When I was a little girl, my father moved to Germany. Before the Internet and cheap long distance calling, letter writing was our chief way of keeping in touch. How I loved and dreaded seeing those familiar, thin, blue, air-mail envelopes with his spidery handwriting in our mailbox. Dreaded because he wrote increasingly morose or chiding messages as his own unhappiness and alcoholism consumed him. Loved because he was my father and I wanted to love him.
My father died in Germany more than 11 years ago. We never had a service for him and I don’t even know where his grave is.
For months after his death, I would go to my mailbox still hoping for a card or letter from him. As seasons and milestones passed with no message, the finality of his death sank in.

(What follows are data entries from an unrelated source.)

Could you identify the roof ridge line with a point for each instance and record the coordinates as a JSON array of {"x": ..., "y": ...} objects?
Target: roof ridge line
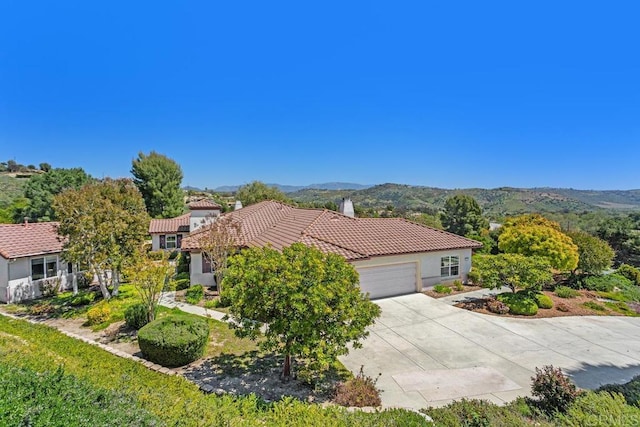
[{"x": 304, "y": 233}]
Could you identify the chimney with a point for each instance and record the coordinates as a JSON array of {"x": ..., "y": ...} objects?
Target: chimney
[{"x": 346, "y": 207}]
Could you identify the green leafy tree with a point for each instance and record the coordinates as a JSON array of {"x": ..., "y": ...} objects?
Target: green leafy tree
[
  {"x": 104, "y": 223},
  {"x": 218, "y": 241},
  {"x": 533, "y": 235},
  {"x": 623, "y": 234},
  {"x": 158, "y": 178},
  {"x": 149, "y": 278},
  {"x": 463, "y": 216},
  {"x": 258, "y": 192},
  {"x": 41, "y": 189},
  {"x": 513, "y": 270},
  {"x": 595, "y": 255},
  {"x": 308, "y": 302}
]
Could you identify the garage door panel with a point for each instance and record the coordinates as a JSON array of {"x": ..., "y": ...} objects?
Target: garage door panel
[{"x": 388, "y": 280}]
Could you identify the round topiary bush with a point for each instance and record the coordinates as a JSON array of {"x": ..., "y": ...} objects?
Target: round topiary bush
[
  {"x": 519, "y": 303},
  {"x": 174, "y": 340},
  {"x": 136, "y": 316},
  {"x": 543, "y": 301}
]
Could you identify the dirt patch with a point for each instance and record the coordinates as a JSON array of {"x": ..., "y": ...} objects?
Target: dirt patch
[
  {"x": 466, "y": 288},
  {"x": 561, "y": 306},
  {"x": 256, "y": 373}
]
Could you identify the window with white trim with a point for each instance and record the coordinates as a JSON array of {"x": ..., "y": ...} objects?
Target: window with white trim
[
  {"x": 43, "y": 268},
  {"x": 171, "y": 241},
  {"x": 449, "y": 266}
]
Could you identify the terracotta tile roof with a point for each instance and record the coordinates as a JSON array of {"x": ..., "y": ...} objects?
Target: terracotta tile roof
[
  {"x": 281, "y": 225},
  {"x": 178, "y": 224},
  {"x": 38, "y": 238},
  {"x": 204, "y": 204}
]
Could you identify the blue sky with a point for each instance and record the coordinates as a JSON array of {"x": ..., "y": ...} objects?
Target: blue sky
[{"x": 445, "y": 94}]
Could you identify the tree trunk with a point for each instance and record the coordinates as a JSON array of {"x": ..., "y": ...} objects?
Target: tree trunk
[
  {"x": 286, "y": 370},
  {"x": 115, "y": 279},
  {"x": 103, "y": 286}
]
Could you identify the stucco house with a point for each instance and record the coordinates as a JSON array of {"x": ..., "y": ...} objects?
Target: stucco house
[
  {"x": 30, "y": 258},
  {"x": 393, "y": 256},
  {"x": 167, "y": 234}
]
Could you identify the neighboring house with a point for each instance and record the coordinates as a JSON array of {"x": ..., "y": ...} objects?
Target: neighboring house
[
  {"x": 167, "y": 234},
  {"x": 393, "y": 256},
  {"x": 30, "y": 259}
]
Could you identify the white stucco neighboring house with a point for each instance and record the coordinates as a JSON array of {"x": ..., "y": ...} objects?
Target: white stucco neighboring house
[
  {"x": 167, "y": 234},
  {"x": 392, "y": 255},
  {"x": 30, "y": 259}
]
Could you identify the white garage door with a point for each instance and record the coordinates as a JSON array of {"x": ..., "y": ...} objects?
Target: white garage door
[{"x": 388, "y": 280}]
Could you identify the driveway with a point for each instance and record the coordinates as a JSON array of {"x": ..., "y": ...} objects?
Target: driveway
[{"x": 430, "y": 353}]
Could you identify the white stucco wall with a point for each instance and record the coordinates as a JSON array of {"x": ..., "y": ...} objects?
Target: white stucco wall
[
  {"x": 21, "y": 287},
  {"x": 155, "y": 242},
  {"x": 196, "y": 274},
  {"x": 428, "y": 265},
  {"x": 4, "y": 278},
  {"x": 431, "y": 266},
  {"x": 394, "y": 259}
]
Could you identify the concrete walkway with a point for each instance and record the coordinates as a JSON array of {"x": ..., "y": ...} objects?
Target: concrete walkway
[
  {"x": 168, "y": 299},
  {"x": 430, "y": 353}
]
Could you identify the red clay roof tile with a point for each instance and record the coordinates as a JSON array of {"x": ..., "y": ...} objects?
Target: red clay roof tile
[
  {"x": 178, "y": 224},
  {"x": 281, "y": 225},
  {"x": 38, "y": 238}
]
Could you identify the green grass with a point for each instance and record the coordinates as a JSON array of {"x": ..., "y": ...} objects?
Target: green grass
[
  {"x": 595, "y": 306},
  {"x": 566, "y": 292},
  {"x": 173, "y": 399}
]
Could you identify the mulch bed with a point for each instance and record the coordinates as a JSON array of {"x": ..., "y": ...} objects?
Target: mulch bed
[{"x": 575, "y": 306}]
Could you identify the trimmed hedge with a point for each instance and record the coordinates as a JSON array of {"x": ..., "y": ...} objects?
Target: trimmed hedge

Last night I dreamed that I received a stack of letters from my father. The letters had somehow gone astray and were finally reaching me these many years after his death. My dream self shuffled the letters, hesitant to read what was in them. Then I said aloud:
Sometimes it’s best if you don’t know it’s the last time. It’s best if you don’t know it’s the last time you’ll see someone. Or the last time you’ll go to a favourite place. Or the last time you’ll do something you love. If you knew it was the last time, it would break your heart and you couldn’t enjoy that last time. If I read these letters, I know it will be the last time I ever read a letter from him.
I cannot remember the last letter I received from my father. I am glad I didn’t know then that it would be the last. It would have broken my heart.